Creating a private sector and beginning to finance the Continent
To start with, a newly independent Africa found itself in an untenable position: its net financial flows were negative. Africa exported more capital than it imported, and went on doing so until the 1990s. Historically, there is no known way to finance the development of a continent whilst simultaneously depriving it of its means of financing.
The contribution of development finance institutions (DFIs), first amongst which the AFD Group, consisted in replacing insufficient private financing, and then establishing financial stabilization using the combined power of structural adjustment and selective deleveraging. Supported by substantial growth in foreign savings by emigrants as well as improved political and economic governance, a reversal of net financial flows occurred in the late 20th century. Concurrently, privatizations of public assets throughout Africa led to the rise and growth of a modern, domestic African private sector. Without this first revolution neither supply nor demand for capital for productive development would have materialized. The most emblematic case of a strong and well-funded private sector has been the soaring telecoms sector across the continent.
The new coalition of sustainable development
Act II is playing out today. The continent is better funded overall, but a historically unique imbalance has emerged: sovereign actors are over-indebted whilst private actors are dramatically under-leveraged. Africa has financial assets-to-GDP ratios that are four times lower than the world average. The new financial revolution unfolding before our eyes consists in bringing debt, and thus the core capital required for a creative, innovative, productive, and profitable private sector, which is now able to provide competitive services and goods but also certain public goods that states have failed to provide adequately such as education, healthcare, security, connectivity...
The entire financial sector is part of this revolution: asset managers who are at last activating long-term domestic savings resources; private equity and financial markets that have invented a genuine continuous capital market; primary banks that are finally becoming competitive; micro-finance institutions that provide the working capital of the vast productive informal sector and ensure the creditworthiness of the community at large. But nothing will do more for stabilization and integration than the shift of the DFIs towards a much higher proportion of their funding directed towards the private sector. They can syndicate and guarantee credits to the productive sector by leveraging excessive international liquidity. The International Conference on Financing for Development held in Addis Ababa, and the UN's adoption of the Sustainable Development Goals in 2015 created a body of doctrine that recognizes the private sector as the main contributor to employment and hence, to the reduction of poverty.
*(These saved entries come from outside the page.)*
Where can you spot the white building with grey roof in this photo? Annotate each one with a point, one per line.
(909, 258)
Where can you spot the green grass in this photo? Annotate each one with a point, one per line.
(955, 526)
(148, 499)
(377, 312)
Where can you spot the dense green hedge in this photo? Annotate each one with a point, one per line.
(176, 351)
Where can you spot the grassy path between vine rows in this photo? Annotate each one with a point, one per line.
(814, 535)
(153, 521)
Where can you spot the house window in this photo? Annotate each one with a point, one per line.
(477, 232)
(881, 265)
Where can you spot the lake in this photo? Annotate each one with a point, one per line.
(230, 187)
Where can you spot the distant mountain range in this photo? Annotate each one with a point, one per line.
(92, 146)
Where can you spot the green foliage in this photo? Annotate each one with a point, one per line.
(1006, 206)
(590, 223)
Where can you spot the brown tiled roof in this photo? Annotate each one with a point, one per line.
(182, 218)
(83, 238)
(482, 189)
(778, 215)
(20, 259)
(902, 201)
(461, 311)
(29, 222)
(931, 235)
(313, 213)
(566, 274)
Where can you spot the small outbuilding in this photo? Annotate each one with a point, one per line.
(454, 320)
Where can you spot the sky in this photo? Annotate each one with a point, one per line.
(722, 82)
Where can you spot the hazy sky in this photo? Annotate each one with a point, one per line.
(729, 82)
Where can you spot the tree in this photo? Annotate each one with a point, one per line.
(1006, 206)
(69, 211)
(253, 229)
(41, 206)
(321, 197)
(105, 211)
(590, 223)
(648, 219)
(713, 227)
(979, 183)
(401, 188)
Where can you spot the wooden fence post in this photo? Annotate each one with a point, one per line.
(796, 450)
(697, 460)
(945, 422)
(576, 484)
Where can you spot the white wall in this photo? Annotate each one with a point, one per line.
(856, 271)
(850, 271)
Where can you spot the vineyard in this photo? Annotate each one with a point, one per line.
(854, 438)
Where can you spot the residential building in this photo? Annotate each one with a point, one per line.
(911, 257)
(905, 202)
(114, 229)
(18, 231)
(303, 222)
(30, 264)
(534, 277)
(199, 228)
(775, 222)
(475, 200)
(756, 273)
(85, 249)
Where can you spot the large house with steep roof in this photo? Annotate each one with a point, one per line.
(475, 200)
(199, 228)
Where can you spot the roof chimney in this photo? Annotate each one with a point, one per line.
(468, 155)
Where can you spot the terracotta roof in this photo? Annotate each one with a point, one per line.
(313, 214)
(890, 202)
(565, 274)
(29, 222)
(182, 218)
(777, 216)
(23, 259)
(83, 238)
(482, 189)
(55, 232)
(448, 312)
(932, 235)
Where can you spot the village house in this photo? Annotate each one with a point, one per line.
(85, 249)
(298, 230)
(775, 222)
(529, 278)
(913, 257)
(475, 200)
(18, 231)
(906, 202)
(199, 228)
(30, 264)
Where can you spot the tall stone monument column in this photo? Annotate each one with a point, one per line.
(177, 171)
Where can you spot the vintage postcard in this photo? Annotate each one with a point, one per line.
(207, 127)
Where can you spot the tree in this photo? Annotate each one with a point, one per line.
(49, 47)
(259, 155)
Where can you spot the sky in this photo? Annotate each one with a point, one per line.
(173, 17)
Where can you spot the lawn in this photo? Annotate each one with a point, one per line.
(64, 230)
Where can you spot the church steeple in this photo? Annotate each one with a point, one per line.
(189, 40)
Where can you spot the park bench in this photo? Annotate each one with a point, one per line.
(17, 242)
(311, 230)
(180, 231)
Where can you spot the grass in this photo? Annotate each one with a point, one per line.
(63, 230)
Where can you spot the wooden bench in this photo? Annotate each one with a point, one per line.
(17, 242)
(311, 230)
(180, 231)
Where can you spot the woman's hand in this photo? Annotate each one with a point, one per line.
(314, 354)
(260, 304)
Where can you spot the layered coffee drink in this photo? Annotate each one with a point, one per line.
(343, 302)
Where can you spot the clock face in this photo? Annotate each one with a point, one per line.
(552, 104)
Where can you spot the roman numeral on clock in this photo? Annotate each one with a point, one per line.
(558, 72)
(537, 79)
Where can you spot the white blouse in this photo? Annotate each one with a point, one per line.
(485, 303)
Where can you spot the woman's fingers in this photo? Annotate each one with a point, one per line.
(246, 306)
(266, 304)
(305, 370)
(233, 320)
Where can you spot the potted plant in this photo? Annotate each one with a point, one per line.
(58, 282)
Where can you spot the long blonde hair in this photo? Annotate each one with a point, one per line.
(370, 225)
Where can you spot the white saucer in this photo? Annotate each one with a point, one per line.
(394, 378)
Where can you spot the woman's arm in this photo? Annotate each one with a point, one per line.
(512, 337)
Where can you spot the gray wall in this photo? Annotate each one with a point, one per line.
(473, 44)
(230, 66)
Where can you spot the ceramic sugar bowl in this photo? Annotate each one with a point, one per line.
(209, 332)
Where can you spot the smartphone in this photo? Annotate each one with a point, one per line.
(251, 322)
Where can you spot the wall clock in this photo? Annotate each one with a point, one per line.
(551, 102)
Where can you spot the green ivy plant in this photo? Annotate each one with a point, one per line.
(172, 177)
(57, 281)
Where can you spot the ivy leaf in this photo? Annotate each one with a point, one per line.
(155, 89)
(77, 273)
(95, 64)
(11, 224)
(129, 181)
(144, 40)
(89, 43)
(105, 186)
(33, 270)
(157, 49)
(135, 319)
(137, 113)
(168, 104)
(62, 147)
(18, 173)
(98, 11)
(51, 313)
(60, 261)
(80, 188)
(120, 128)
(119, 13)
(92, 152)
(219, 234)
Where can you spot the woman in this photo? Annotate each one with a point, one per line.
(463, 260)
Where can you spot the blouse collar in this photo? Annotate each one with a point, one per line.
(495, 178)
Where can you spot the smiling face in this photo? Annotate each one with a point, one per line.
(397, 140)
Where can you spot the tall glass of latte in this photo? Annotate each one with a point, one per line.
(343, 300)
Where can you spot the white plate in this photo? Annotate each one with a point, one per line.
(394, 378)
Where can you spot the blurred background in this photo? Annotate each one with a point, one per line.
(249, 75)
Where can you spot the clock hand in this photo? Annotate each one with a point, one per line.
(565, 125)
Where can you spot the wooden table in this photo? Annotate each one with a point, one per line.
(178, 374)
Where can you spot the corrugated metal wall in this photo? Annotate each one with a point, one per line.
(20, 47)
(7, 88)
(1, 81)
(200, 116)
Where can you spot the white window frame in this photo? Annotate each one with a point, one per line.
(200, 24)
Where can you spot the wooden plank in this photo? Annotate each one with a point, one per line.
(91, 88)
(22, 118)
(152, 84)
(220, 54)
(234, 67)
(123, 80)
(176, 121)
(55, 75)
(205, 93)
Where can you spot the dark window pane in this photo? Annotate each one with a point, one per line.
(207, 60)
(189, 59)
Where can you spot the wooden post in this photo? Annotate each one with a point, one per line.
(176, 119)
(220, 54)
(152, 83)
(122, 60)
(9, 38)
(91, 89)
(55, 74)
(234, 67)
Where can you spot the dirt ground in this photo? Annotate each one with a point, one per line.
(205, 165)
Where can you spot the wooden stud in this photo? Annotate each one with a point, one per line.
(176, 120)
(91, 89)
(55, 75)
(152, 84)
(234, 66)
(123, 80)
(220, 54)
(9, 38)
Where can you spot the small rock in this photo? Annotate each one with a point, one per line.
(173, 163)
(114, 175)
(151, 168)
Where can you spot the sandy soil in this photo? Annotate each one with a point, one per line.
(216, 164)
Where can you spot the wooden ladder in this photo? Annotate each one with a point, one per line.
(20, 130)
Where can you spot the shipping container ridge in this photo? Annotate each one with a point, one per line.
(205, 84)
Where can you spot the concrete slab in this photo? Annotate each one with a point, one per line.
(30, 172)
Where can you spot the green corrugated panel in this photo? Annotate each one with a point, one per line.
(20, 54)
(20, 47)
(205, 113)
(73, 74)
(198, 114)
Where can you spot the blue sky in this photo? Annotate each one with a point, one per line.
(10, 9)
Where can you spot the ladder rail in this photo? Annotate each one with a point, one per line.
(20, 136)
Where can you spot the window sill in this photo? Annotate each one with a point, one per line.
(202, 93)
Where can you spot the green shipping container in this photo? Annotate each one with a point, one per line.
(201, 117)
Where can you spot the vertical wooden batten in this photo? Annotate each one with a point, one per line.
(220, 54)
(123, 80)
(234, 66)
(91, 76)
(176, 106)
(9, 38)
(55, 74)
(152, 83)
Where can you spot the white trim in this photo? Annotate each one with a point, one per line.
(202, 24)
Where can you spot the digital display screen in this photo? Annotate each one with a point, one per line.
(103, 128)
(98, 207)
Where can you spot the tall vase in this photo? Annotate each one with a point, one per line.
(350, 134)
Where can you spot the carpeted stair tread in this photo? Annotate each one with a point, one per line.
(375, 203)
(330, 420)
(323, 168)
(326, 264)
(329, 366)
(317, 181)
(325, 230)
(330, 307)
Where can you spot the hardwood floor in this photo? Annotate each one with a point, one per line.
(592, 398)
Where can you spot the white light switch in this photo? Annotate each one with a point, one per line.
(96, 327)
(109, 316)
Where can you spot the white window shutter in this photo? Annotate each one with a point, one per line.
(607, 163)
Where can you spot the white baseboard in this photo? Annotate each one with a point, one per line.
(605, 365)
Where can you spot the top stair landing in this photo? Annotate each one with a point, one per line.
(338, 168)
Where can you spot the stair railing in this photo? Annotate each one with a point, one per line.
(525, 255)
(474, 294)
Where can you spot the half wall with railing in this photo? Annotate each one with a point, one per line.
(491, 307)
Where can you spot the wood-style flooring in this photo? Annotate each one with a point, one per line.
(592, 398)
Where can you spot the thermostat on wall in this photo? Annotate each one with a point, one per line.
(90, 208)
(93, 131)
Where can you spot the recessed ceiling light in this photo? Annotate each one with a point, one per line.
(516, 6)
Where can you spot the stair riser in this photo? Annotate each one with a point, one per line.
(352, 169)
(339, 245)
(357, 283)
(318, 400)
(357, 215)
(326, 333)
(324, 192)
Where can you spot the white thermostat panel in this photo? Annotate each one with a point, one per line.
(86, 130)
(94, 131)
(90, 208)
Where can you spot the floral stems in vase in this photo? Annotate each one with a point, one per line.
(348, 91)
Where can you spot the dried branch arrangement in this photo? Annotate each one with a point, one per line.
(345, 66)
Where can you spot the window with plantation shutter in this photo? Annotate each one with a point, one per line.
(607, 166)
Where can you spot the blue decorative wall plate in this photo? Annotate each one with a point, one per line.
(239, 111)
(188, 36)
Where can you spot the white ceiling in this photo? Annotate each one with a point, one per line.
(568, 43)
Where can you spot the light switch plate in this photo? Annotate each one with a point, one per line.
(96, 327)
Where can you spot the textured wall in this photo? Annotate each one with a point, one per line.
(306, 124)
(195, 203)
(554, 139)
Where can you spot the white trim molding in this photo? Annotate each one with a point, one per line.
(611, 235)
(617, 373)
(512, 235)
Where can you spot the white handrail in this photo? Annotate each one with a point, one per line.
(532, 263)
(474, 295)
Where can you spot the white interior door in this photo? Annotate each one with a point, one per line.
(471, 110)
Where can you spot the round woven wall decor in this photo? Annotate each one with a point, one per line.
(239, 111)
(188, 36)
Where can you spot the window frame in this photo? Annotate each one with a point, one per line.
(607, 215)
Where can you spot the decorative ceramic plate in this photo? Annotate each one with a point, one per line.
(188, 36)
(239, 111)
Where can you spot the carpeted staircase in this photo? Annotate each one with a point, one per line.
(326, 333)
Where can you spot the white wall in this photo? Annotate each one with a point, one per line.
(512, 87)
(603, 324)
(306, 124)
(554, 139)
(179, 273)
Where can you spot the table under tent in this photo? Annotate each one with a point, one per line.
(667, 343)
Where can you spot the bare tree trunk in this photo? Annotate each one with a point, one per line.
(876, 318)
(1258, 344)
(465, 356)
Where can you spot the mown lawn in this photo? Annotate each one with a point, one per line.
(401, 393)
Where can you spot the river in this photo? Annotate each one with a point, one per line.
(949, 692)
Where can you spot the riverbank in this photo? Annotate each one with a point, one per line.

This new "Addis consensus" is as compelling as the Washington consensus in its day. This new agenda for sustainable financing in Africa is the new roadmap for all stakeholders, first amongst which development finance institutions that are called upon to "coalesce" other financial entities. They also provide the ability to assist their new private clients in matters of governance as well as social and environmental standardization. It remains to win over the states themselves – through advocacy and by example, to advance legal and judicial progress, to find the tempo and professionalism to bring about the proper execution of public policies. A new generation of politicians – mirroring the new generation of African entrepreneurs – is already hard at work. They are the new revolutionaries.
This great coalition between public and private sectors, between external savings and the revival of domestic savings, between the proponents of profitability and those of the general interest, was in fact already Proparco's model... 40 years ahead of its time.